De un lado de la red, una jugadora británica de 18 años, número 150 del ranking; del otro, una canadiense de 19, que ocupaba el puesto 73. La final del US Open entre las jóvenes Emma Raducanu y Leylah Fernandez fue una verdadera sorpresa. Sin embargo, el tenis femenino hace tiempo que busca una reina y lo que sucedió en Nueva York fue una muestra más de ello.
Pero, ¿cuándo empezó esa sensación de que casi cualquier cosa puede pasar? La época clave para marcar el inicio de esta tendencia son las temporadas transcurridas entre 2015 y 2017. La primera, en la que Serena Williams casi logra el Grand Slam calendario. La segunda, en la que ganó su vigésimo tercer y último grande en el Abierto de Australia contra su hermana Venus; y, un trimestre después de aquel glorioso enero en el que superó la marca de Steffi Graf (22 GS, solo superada por Margaret Court con 24, una marca pendiente para Serena), anunció oficialmente que su embarazo.
Sin embargo, aunque esos puntos sirvan para contextualizar el poderío que tenía por aquellos días última gran ídola, hay una fecha aún más precisa para marcar un antes y después en el trono del tenis femenino. Luego de que Williams dejó de ser la número uno del ranking en septiembre de 2016 con un récord de 186 semanas consecutivas en la cima, nadie pudo mantenerse con solidez y por demasiado tiempo en ese puesto. Además de dos nuevos cortos reinados de la estadounidense, Angelique Kerber, Karolina Pliskova, Garbiñe Muguruza, Simona Halep, Caroline Wozniacki, Naomi Osaka y Ashleigh Barty se han pasado la pelota entre ellas; ocho nombres distintos, con quince alternancias en total desde entonces.
Ahora bien, el ranking no siempre es equivalente a títulos, claro está. De hecho, lo que actualmente sucede con Barty lo evidencia. A pesar de que la australiana tiene en su posesión la corona desde hace más de dos años, eso no ha sido sinónimos de superioridad absoluta dentro de la cancha: ganó sólo 2 de los últimos 23 majors, pero algunos títulos en torneos WTA 1000 (tres) y 500 (cuatro) le han permitido escalar hasta la cumbre de todas formas.

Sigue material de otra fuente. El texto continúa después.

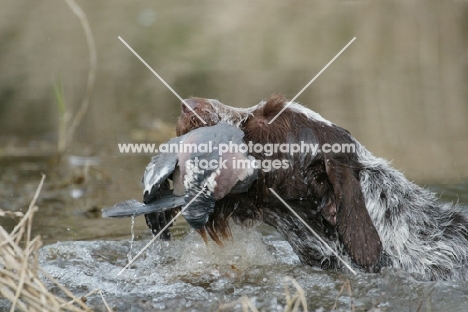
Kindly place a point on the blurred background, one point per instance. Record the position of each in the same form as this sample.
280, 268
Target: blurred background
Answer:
400, 89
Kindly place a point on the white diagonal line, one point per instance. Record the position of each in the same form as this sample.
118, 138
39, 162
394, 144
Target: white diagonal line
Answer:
313, 232
160, 232
162, 80
313, 79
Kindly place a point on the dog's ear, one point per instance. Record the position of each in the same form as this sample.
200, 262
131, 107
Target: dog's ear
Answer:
347, 210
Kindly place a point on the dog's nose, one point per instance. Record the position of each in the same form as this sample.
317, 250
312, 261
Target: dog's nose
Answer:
189, 105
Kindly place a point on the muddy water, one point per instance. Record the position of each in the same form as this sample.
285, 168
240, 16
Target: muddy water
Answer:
86, 252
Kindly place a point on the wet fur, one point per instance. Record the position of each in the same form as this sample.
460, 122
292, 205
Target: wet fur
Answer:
362, 207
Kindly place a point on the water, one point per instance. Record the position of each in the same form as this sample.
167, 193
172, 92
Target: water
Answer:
187, 275
85, 252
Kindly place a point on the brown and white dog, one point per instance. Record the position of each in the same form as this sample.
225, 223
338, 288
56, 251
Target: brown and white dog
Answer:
356, 202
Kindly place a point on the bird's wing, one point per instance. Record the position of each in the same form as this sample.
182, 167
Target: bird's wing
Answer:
158, 171
133, 207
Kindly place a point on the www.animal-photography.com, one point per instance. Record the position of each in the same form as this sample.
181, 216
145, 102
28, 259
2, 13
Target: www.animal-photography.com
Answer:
233, 155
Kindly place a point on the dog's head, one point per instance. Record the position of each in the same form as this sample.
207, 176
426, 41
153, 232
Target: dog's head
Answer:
330, 181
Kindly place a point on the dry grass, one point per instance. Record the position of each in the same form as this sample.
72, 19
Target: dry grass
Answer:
19, 269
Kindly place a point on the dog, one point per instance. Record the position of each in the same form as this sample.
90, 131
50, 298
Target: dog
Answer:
362, 207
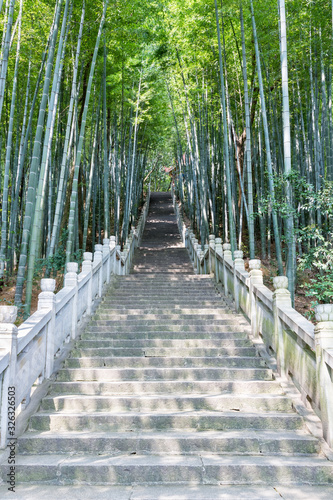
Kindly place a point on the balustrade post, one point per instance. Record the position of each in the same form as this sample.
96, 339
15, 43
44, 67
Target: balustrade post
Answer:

En este sentido, desde que Serena estuvo a un máster de completar el Grand Slam en aquella temporada 2015 y, un año más tarde, Kerber levantó el trofeo en los dos grandes que se disputan sobre cancha dura, nadie ha podido llevarse más de un campeonato en la misma temporada. Además, en ese tiempo más de la mitad (14/27) de las ganadoras de los torneos grandes fueron primerizas: la propia alemana, Flavia Pennetta, Muguruza, Jeļena Ostapenko, Sloane Stephens, Wozniacki, Halep, Osaka, Barty, Andreescu, Sofia Kenin, Iga Świątek, Barbora Krejčíková, y la flamante Emma Raducanu. Nombres nuevos, que eventualmente se repitieron en la posterioridad, pero que en su momento fueron un batacazo.
La gran cuestión en todo esto es, ¿por qué? Si se lo compara con la rama masculina, el «Big Three» se apoderó de la escena desde principios de siglo. Entre Roger Federer, Rafael Nadal y Novak Djokovic han ganado sesenta de los últimos setenta y cinco Grand Slams de la historia. Las realidades son muy distintas, sí. Un factor diferencial que podría analizarse al respecto es el hecho de que en los torneos grandes los hombres juegan al mejor de cinco sets y las mujeres a tres. Así, debido a que una mayor duración tiende a favorecer el predominio de quien tiene mejor ranking en cancha, se podría explicar parcialmente la mayor paridad en las damas.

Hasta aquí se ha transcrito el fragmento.